The initial test series will evaluate the effect of spacer width, blade width and groove depth on the noise generation characteristics of the resulting texture. The test plan also will evaluate the effect of pavement joints; groove effects; and tining and innovative surfaces.
Scofield explained that grinding experiments traditionally have been conducted in the field, but these evaluations can be challenging because of the time and expense of the requisite blade or spacer changes. Also, field experiments are subject to the prevailing environmental conditions and traffic control requirements.
The TPTA evaluations, being in a controlled environment, will allow quick changes and will not be subject to environmental or traffic control factors.
TPTA testing is conducted at 0 to 30 mph, Scofield said, adding, “the equipment uses two test tires and also features environmental controls.” The TPTA apparatus is capable of performing sound intensity (SI) or close proximity (CPX) testing. The special grinding unit, designed by Terry Kramer of Diamond Surface Inc. and constructed by Steve Garrison, Web Burnett and Alex Ugalde of Diamond B, can grind two 8-in. wheel paths at the same time.
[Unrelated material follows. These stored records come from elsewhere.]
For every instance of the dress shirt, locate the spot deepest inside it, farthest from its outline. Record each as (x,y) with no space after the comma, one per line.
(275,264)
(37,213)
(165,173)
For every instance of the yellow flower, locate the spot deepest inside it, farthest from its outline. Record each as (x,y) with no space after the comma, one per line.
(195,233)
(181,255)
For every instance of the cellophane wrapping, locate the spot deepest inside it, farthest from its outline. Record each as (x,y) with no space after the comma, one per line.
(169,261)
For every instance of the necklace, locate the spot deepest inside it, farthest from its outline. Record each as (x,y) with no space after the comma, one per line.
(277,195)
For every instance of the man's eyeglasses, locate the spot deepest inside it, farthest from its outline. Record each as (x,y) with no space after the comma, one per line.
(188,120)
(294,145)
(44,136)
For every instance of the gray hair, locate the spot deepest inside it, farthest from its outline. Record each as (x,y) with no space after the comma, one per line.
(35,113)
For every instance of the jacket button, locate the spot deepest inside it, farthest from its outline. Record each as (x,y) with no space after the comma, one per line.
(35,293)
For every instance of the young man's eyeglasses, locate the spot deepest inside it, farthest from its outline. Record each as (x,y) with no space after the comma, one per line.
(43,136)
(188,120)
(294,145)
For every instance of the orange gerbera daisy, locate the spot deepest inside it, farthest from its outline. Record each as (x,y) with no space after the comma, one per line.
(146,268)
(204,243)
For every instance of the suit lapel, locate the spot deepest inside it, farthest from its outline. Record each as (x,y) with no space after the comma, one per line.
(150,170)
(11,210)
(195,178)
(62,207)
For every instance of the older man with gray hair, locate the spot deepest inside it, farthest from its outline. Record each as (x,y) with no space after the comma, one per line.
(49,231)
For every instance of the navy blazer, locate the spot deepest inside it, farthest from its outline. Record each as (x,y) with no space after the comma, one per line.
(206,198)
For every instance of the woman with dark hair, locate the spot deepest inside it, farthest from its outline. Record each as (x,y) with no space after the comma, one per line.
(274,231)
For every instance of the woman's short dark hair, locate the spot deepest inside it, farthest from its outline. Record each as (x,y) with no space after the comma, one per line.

This allows 12 test sections to be constructed on the TPTA for one series of tests. By limiting a wheel path to only 8 in. it becomes less expensive to change out blades and spacers.
“We are optimistic the TPTA evaluations at Purdue will provide excellent quality results in a controlled setting,” Scofield said, adding, “We also plan to correlate with field data taken from whisper-ground pavement sections.” At press time, the first series of tests were about to be completed.Sound intensity testing
ACPA has invested in an apparatus to conduct tire/pavement noise testing. Scofield noted that the association is conducting limited evaluations for agencies of jurisdiction using a well-defined and consistent protocol that employs a standard test vehicle and specific brand and type of tires. Scofield added that these data are being collected and correlated against other research results. Other field testing
ACPA has conducted or participated in field experiments in Arizona, Kansas and California. Scofield noted that these field evaluations are yielding some surprising and positive results that underscore the benefits of existing technologies used to impart surface characteristics.
A number of other noteworthy initiatives also will prove useful to the ongoing research and evaluation of surface characteristics and noise, Scofield said, including:
- NCHRP research projects:
NCHRP 1-43: “A guide for pavement friction” initiated in June 2003 with a final report expected in the fall of 2005;
NCHRP 1-44: “Measuring tire/pavement noise at the source” is a research project whose anticipated timeline is fall 2007. This project will evaluate the near-field measurement systems and recommend the preferred test method. This study also will evaluate the use of the measurement system on both passenger cars and commercial trucks;
NCHRP 10-67: “Texturing of concrete pavements” is a research project whose timeline is the winter of 2007. This project will develop parameters for selecting surface characteristics specific to the roadway application and environment; and
NCHRP 8-56: “Truck noise source mapping” is a research project whose timeline is the summer of 2008. This project will focus on truck noise source issues and this is important in understanding the complete traffic stream.
- FHWA Expert Task Group (ETG) on SI Standardization: The ETG is considering a provisional standard to be released in August 2005. The purpose is to develop a procedure for conducting SI testing.
- Caltrans’ NITE Program (Noise Intensity Testing in Europe): 66 pavement sections in Europe were tested using the same equipment as used to measure pavements in the U.S.